Ischia è al centro di importanti studi intenazionali per poter esportare, in Australia, il metodo utilizzato proprio sull’Isola Verde per contrastare la Marchalina hellenica; la cocciniglia esotica che si nutre della linfa dei pini e su cui tronchi e rami produce secrezioni cerose biacastre simili a fiocchi di neve.
Qualche anno fa il fenomeno stava distruggendo intere pinete ischitane e una sua regrezssione si registrò solo grazie all’insediamento efficace di un insetto predatore che da allora ne limita molto la sua presenza numerica.
Su questo tema, organizzato dal Centro Studi dell’Isola d’Ischia, presso la Sala Conferenza del Museo Diocesano di Ischia Ponte, si è tenuto un interessante convegno in cui sono intervenuti: Nikoleta Elephteriadou, il prof. Antonio Pietro Garonna, associato al Dipartimento di agraria di Portici,il dott. Francesco Mattera, agronomo e Presidente del Centro studi dell’isola d’Ischia.

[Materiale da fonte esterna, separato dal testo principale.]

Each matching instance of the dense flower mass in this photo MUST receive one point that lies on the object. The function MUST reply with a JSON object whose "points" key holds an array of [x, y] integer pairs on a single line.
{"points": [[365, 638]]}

A portare avanti gli studi per esportare per esportare in Australia l’esperienza ischitana di contrasto alla Marchalina hellenica è la giovane dottoranda greca Nikoleta Elephteriadou che ha dichiarato: ” Sono venuta ad Ischia per raccogliere antagonisti naturali di Marchalina hellenica ed in modo particolare il Neoleucopis introdotto sull’Isola nel 2006 per cobattere la pericolosa cocciniglia.
Durante gli studi che ho fatto in Grecia – ha detto la dottoranda greca – ho appurato che ci sono altri due parassiti che per ora abbiamo chiamato A e B. Ora sto valutando le tre popolazioni di Neoleucopsis per verificare quale delle tre è la più efficace da utilizzare nella lotta biologica in tutti gli ambienti dove si dovesse diffondere la Marchalina hellenica tra cui anche l’Australia dove la specie è arrivata.
Il dott. Matera ha espesso soddisfazione per la riuscita del Convegno e confida in un trasferimento dei risultati che si sono avuti ad Ischia per la lotta alla Marchalina hellenica nel continente australiano dove si sta diffondendo a macchia d’olio.